Layla Afu was born and raised in Vancouver, WA. Her dual heritage includes her Chuukese roots through her mother and her Tongan roots through her father. She currently works as a school counselor at Fort Vancouver High School Center For International Studies. She is committed to her work in youth development, helping students and families navigate their educational journeys, and advancing the well-being of her Pasifika community. 


Layla Afu graduated from the University of Washington with a Political Science degree and received her M.Ed. from City University in School Based Counseling. Being raised in SW Washington, she understands the critical need of making sure NHPI communities have the support that they need to navigate well and thrive in their rural communities.

Kiana began working with PICA-WA in the Spring of 2020 as the Spokane lead for our PI COVID-19 Taskforce. She currently sits on the Asian & Pacific Islander Coalition (APIC) Spokane’s Advisory Committee where she also has the opportunity to collaborate on opportunities for improving civic engagement on the Spokane Coalition of Color, which also includes NAACP Spokane and the Hispanic Business Professionals Association (HBPA) of Spokane. Kiana is currently serving in her third year as a board member for YWCA Spokane, where she is involved in their Racial and Social Justice Committee and is passionate about uplifting voices of domestic violence survivors, womxn and girls of color. 


Kiana is experienced in communications and marketing, project management and public affairs. She graduated from Gonzaga University in 2017 where she earned her bachelor’s degree in public relations as well as minors in promotional marketing and psychology.

Va’eomatoka “Toka” Valu was born and raised in the South Pacific Islands of Tonga and migrated to the United States with his late mother in 1997. His work reproduces visual motifs, symbols, and patterns from oceania, arranging them into redefined stories that honor the deep roots of the Pacific but are firmly entrenched in re-imagined brilliant futures.


Toka heavily references his own cultural upbringing to explore the varying spaces (va) between all things where relationships are forged, negotiated, tested, and nurtured. Rather than settle for simply retelling the folklore of Oceania, Toka aims to encapsulate a future that Pacific Islanders deserve while keeping his past firmly in mind to guide the way through the confusion. Toka is a proud Pacific Islander, youth advocate, community organizer, Oceanic artist and Pacific Arts enthusiast who lives in Seatac with his partner, Maile, and their daughter, Loleto.

Joseph Seia was born in LA, grew up on Tutuila and Upolu islands with his ‘āiga in Sāmoa and emigrated to Coast Salish Territory with his father Aitulagi Iosefa and his siblings in 1994. He has 15 years of experience in direct service, youth development work, and nonprofit leadership & administration.

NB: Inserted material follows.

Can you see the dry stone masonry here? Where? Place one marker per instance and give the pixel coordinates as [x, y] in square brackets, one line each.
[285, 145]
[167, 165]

Joseph champions systems change work the centers the leadership and history of most impacted communities to enact social change.


He is committed to ending the impacts of systemic racism through coalition building, anti-racism organizing, and creating inter-generational leadership opportunities to co-design Beloved Community. Joseph works actively against the political erasure of Native Hawaiian, Pacific Islander (NH/PI) communities and will continue to provide soul labor in re-envisioning what it means for Pasifikans to feel cultural belonging in the U.S. Diaspora.


Joseph chairs the National Association of Pasifika Organizations (NAOPO), the first national NH/PI organization convened by NH/PI leaders across the country to advance NH/PI sovereignty in policy work, health justice, data disaggregation and research, media, communication representation, and in developing civic power and leadership of Pasifika communities. He currently serves as the Executive Director of PICA-WA, an organization he founded to provide a cultural hub and a center of advocacy for Pasifika peoples in Washington.